Obama: "Every single dime" (unless it went to GM, Chrysler, AIG, Fannie or Freddie)

Yesterday President Obama unveiled his plan to levy a new tax on the country's largest banks, blatantly exploiting what the administration believes is a pervasive anti-Wall Street sentiment among Americans.  From Bloomberg:
President Barack Obama said the levy he wants to impose on as many as 50 large financial firms is aimed at getting back “every single dime” that taxpayers put in to bailing out those companies.

“My determination to achieve this goal is only heightened when I see reports of massive profits and obscene bonuses at some of the very firms who owe their continued existence to the American people,” Obama said at the White House. “We want our money back, and we’re going to get it.”

The fee would apply to financial companies with assets of more than $50 billion. It would be based on bank liabilities and imposed starting June 30 on companies such as Citigroup Inc., American International Group Inc. and Bank of America Corp.

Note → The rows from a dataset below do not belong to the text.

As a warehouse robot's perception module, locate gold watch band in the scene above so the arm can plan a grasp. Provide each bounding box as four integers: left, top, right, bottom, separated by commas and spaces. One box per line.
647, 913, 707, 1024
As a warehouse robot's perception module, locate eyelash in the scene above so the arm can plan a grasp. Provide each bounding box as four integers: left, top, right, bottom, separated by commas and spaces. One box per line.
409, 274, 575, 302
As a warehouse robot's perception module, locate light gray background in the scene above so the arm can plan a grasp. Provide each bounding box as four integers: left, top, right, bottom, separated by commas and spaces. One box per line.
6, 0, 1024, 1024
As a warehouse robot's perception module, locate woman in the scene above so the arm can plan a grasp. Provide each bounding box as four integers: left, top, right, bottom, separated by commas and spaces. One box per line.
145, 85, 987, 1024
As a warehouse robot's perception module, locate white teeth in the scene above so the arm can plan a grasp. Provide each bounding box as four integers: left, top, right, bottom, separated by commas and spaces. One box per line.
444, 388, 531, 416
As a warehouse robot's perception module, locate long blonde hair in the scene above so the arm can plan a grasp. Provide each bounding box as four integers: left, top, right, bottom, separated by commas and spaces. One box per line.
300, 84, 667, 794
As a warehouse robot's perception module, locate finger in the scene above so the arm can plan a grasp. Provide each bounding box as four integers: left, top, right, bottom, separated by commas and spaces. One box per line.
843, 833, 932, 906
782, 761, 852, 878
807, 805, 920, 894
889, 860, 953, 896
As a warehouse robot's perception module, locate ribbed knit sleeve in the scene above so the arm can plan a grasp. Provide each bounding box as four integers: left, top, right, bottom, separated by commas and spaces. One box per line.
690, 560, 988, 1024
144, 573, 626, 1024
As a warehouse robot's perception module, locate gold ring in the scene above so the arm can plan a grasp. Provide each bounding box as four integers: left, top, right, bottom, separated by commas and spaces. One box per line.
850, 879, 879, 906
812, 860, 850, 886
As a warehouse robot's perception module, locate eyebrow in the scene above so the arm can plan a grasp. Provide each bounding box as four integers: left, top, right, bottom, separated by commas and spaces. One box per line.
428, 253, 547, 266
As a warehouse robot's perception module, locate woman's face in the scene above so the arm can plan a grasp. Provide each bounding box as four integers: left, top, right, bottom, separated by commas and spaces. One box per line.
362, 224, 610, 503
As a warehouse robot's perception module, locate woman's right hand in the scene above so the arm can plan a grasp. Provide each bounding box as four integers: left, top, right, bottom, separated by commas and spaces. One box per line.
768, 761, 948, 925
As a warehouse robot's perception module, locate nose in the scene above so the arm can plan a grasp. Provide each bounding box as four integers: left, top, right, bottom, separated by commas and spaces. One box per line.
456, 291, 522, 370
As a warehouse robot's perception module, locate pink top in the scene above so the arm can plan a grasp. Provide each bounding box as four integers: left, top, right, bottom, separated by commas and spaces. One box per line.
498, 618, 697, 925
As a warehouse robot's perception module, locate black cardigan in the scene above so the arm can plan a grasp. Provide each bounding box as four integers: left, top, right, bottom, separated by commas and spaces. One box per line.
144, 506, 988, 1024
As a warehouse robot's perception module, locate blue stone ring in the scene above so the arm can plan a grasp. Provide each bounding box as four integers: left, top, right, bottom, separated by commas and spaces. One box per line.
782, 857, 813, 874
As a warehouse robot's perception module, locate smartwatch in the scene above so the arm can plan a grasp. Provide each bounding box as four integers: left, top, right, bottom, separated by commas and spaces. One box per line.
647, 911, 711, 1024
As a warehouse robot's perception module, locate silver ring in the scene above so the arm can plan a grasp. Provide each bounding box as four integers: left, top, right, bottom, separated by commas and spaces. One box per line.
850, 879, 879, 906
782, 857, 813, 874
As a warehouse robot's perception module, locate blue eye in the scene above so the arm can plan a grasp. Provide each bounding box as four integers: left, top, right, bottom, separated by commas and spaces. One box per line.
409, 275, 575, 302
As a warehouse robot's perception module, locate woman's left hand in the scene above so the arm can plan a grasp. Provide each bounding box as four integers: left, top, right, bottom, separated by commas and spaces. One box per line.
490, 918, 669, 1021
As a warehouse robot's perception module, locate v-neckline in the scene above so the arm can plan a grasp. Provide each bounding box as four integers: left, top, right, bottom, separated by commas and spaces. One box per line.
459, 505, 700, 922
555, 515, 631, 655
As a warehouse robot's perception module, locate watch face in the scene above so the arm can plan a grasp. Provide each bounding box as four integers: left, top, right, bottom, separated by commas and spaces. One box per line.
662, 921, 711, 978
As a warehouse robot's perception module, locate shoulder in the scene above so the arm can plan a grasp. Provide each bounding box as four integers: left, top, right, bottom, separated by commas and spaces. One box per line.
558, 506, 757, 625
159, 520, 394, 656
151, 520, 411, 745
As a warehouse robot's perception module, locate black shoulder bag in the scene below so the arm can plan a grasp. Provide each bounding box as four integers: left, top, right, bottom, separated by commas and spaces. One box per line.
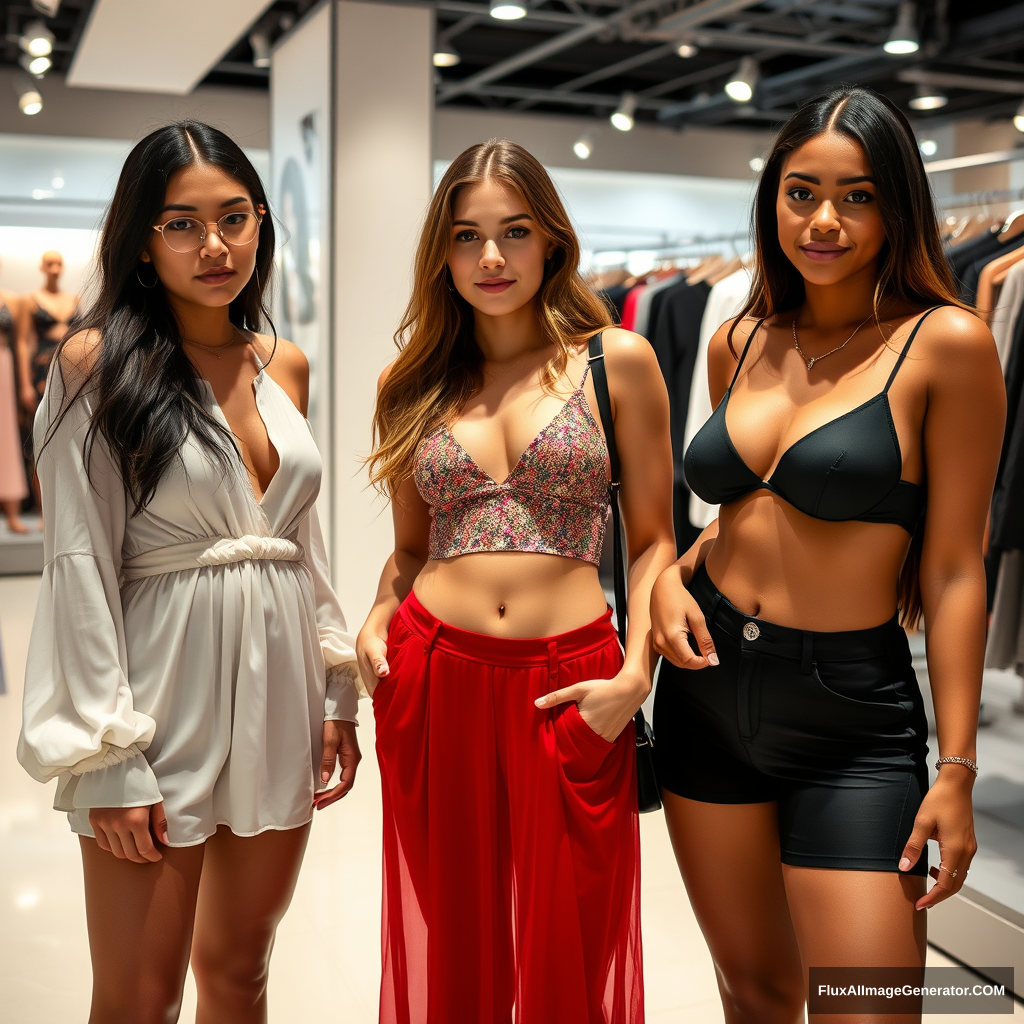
587, 334, 662, 814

The administration estimates the levy will raise $90 billion over 10 years and $117 billion over 12 years. An administration official who briefed reporters said the budget office estimates the 10-year figure will be enough to recoup all the losses in the Troubled Asset Relief Program.
The Heritage Foundation  lays bare the purely political motivation behind this wholly misdirected plan:
Facing rising populist anger over his administration’s billion-dollar bailouts, President Barack Obama proposed a $117 billion tax over the next 12 years on financial companies with assets of more than $50 billion. “We want our money back, and we’re going to get it,” the President said. The President is half right. Taxpayers are going to get their money back from the banks that received bailout money … but don’t expect to see any of the money the Obama administration poured into General Motors and Chrysler at the behest of their union allies. That is where the real losses are coming from.

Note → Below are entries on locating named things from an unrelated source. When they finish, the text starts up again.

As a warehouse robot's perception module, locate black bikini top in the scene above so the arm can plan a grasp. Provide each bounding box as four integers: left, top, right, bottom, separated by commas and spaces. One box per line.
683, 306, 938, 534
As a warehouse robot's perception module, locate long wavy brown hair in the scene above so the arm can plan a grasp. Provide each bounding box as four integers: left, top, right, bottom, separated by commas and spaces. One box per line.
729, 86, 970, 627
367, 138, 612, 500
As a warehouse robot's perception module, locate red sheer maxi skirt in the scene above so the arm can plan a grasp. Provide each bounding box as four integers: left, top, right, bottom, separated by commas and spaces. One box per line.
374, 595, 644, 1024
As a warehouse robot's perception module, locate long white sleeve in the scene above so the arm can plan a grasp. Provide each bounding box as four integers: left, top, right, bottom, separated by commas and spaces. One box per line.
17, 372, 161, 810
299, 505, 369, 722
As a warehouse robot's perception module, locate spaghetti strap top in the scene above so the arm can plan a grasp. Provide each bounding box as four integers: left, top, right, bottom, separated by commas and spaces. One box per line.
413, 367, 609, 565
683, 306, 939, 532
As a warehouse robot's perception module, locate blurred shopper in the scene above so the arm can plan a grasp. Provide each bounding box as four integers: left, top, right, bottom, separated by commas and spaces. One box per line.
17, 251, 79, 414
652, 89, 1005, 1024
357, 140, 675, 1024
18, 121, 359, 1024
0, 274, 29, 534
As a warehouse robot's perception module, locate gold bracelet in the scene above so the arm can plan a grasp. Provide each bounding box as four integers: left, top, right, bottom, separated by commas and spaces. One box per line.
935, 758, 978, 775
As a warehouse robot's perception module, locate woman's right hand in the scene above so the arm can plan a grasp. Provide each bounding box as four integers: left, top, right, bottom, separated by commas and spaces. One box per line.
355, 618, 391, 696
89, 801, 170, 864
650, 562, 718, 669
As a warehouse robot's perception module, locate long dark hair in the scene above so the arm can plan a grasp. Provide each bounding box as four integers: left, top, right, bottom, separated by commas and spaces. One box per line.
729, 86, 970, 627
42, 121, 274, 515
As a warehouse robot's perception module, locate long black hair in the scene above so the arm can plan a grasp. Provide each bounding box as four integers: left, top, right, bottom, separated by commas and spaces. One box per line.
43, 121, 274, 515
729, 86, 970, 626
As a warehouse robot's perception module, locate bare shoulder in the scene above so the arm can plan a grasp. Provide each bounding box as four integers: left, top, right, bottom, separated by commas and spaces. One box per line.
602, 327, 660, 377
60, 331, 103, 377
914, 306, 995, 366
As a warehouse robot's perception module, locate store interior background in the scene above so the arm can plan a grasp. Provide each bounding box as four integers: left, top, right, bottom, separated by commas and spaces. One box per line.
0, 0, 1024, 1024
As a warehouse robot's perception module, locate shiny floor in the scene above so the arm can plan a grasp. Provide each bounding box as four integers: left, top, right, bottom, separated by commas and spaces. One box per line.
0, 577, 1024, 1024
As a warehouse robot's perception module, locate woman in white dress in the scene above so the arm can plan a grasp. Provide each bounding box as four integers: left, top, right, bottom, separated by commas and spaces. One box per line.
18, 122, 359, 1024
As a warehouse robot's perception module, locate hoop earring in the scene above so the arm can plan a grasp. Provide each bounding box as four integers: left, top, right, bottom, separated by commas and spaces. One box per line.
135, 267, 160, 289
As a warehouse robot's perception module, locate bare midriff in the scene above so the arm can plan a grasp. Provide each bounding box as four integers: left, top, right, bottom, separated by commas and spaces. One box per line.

The TARP program has so far distributed $247 billion to more than 700 banks. Of that, $162 billion in principal and $11 billion in interest and dividends have already been repaid. Except for AIG, almost all banks that received taxpayer money are expected to pay back the American taxpayers in full. As The New York Times reports: “The losses from the bailout fund are expected from money paid to rescue Chrysler and General Motors and the insurance giant American International Group, and from a program to help homeowners avert foreclosures.”

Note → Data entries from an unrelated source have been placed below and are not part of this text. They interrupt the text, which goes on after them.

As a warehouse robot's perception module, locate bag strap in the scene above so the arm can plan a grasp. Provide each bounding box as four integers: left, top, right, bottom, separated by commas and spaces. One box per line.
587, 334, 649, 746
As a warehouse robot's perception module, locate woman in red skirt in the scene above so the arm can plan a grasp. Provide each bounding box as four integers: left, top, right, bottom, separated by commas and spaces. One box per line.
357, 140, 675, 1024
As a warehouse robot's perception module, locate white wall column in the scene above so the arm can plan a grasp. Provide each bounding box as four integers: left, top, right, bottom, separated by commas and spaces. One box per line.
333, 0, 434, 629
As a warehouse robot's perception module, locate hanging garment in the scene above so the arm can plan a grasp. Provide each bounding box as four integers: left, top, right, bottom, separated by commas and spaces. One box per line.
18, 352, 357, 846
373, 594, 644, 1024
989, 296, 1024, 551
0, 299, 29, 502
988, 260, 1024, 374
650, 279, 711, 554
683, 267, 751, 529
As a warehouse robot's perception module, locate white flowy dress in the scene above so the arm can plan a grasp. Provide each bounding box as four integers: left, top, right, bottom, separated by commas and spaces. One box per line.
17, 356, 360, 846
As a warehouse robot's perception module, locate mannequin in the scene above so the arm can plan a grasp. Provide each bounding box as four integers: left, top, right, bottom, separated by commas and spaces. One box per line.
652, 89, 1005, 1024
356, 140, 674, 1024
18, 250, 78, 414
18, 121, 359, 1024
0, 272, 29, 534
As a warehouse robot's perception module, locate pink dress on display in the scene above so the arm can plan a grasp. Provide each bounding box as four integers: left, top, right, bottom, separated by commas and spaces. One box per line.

So the real deadbeats that are not giving us “our money back” are not the banks, but the union-backed car companies and failed government mortgage modification programs. But guess what? The White House has chosen not to include the car companies among the institutions that will pay this so called “Financial Crisis Responsibility Fee.” Also exempted are Fannie Mae and Freddie Mac, the government-sponsored entities that helped create the crisis. [snip]
In sum, this new $117 billion Obama tax will penalize firms that already repaid TARP, and some who never accepted bailout money to begin with, while also making it harder for Americans to get the loans they need to help our economy recover, all while letting the real deadbeats get off scot-free. If the President were serious about making taxpayers whole and restoring confidence in the banking sector, then he should end TARP now.
Yes, that's right.  Financial institutions that did not want or need bailout money will be directly impacted by this "special" tax, but the President defended the plan as logical and fair:
Even companies that didn’t receive TARP funds would face the fee. The administration is using the argument that that every major financial firm in the U.S. is a beneficiary of government steps to bolster the industry.

“The tax will penalize the firms who repaid TARP with interest and those who never even accepted it to begin with,” said Scott Talbott, senior vice president of government affairs for the Financial Services Roundtable, which represents large banks. “It will decrease the availability of loans and limit economic recovery.”

Obama called “twisted logic” the criticism from the industry that the fee is unfair and warned major banks that trying to pass the cost on to consumers would backfire. (Emphasis mine)
The President's statements betray a complete disconnect from the realities of market economics.  His bank tax plan is a shameless continuation of the Democrats' penchant for punishing performance and rewarding corruption and incompetence.